Converting a conventional IRA to a Roth IRA furthermore can result in increased Medicare premiums, and the new Roth guidelines make preparation even trickier. This year, the income restriction on conversions was eliminated, and people have the choice of spreading the income from the conversion over 2 years. (In a Roth conversion, the sum converted is subject to income tax, but impending withdrawals will be tax-free.)

Individuals who report Roth revenues on their 2010 return might have elevated Medicare Part B fees in 2012; if the income is spread over 2011 and 2012, the Medicare sting won't be felt until 2013 and 2014.

Even if the individual pays a larger Part B surcharge for a year or two, the conversion could help them avert higher premiums they would pay into the future when they begin taking requisite distributions from their IRAs after age 70½, states Mary Alpers, a Monument, Colo.-based fee-only financial planner and enrolled agent, which means she can speak for purchasers before the Internal Revenue Service.

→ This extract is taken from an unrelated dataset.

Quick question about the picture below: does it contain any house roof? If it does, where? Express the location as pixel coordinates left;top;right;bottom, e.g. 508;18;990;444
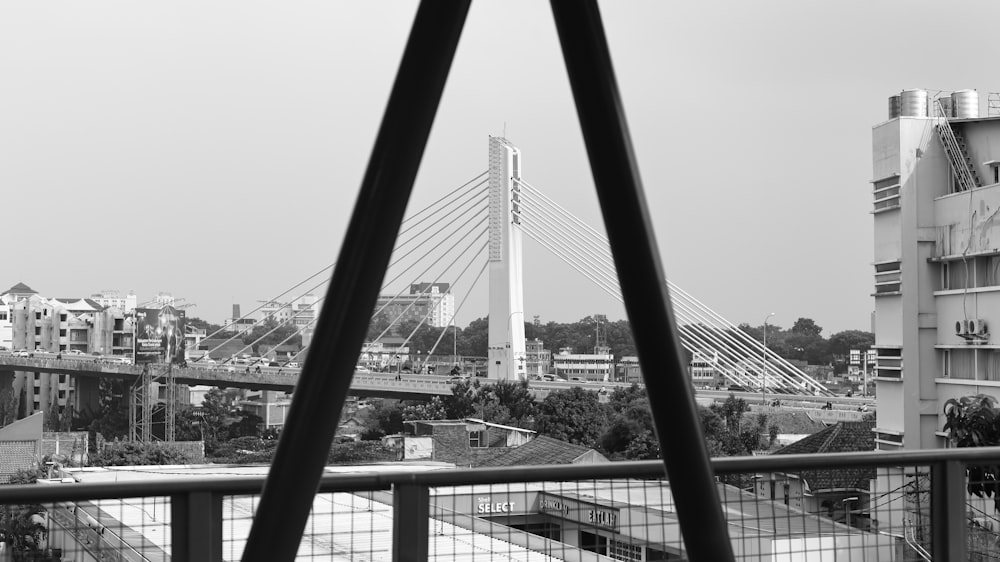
771;421;875;493
4;282;38;295
477;435;606;466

"Each person has a unique situation," states Ms. Alpers, who is additionally a member of the National Association of Personal Financial Advisors, a fee-only collection, several of whom have expertise with taxes and Social Security. She also will help customers figure out if it is a good suggestion to convert toward a Roth before becoming eligible for Medicare. "Since they look two years back for Medicare rates, prior to age 63 is a perfect time to obtain any Roth conversions or other unexpected income," Ms. Alpers says.

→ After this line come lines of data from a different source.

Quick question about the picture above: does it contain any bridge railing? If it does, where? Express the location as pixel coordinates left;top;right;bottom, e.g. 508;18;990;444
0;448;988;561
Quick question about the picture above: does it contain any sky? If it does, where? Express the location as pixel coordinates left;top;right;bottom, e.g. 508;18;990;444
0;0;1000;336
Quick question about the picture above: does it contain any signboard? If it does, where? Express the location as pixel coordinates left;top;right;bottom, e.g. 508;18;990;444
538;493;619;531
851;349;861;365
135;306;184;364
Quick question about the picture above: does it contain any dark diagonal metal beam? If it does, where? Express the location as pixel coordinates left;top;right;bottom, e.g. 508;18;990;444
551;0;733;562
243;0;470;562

Many retirees additionally do not comprehend that an otherwise reasonable investment decision can erase 1000's of dollars thru taxes on Social Security benefits.

Jim Mansfield, a retired director of admissions for the University of Wyoming, was considering making a withdrawal from his individual retirement savings account to pay off his mortgage. However his financial adviser-Denise D. Smith, a fee-only adviser in Salt Lake City-evaluated the impact on his Social Security benefits and discovered the effort would do more harm than good.

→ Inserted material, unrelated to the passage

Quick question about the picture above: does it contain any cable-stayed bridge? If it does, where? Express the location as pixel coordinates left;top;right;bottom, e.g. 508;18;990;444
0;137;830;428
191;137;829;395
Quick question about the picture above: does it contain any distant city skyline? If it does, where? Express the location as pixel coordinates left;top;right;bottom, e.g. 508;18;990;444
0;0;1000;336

"Even a relatively tiny spike in earnings can virtually double federal income taxes paid on Social Security benefits," Ms. Smith says.

If Mr. Mansfield, 73 years old, withdrew an extra $10,000 from his IRA, it would have driven his earnings high enough that 85% of his Social Security benefits would be taxed. At his 25% marginal fee , that would have cost the Spokane, Wash., resident an extra $2,125 in income tax.

The total federal tax bill for Mr. Mansfield's IRA withdrawal: $4,625, says Ms. Smith.

In most cases, Social Security benefits aren't taxed when income is less than $25,000 for singles and $32,000 for couples, but as much as 85% is assessable when incomes attain $34,000 and $44,000, respectively.

"Consumers doing it on their own or investment advisers not skilled in tax planning possibly will not be aware of the tax implications of Social Security and Medicare Part B," states Kevin Young, a fee-only financial adviser and enrolled agent in Davis, Calif.

But the impact can be mitigated with appropriate preparation, such as offsetting gains with losses. And even if that is not feasible, "it's many times more effective to bite the bullet" and pay the higher Medicare Part B premiums for a year, Mr. Young says.

The Social Security Administration will adjust the premiums down when a recipient's income falls. Persons with unique situations, such as a death, divorce or employment loss, can request that a mid-year adjustment in their rates. The Social Security internet site (www.ssa.gov) has particulars.

It pays to keep current: Commencing in 2013, there will be a new 3.8% Medicare levy on investment profits that exceeds $200,000 for singles and $250,000 for couples.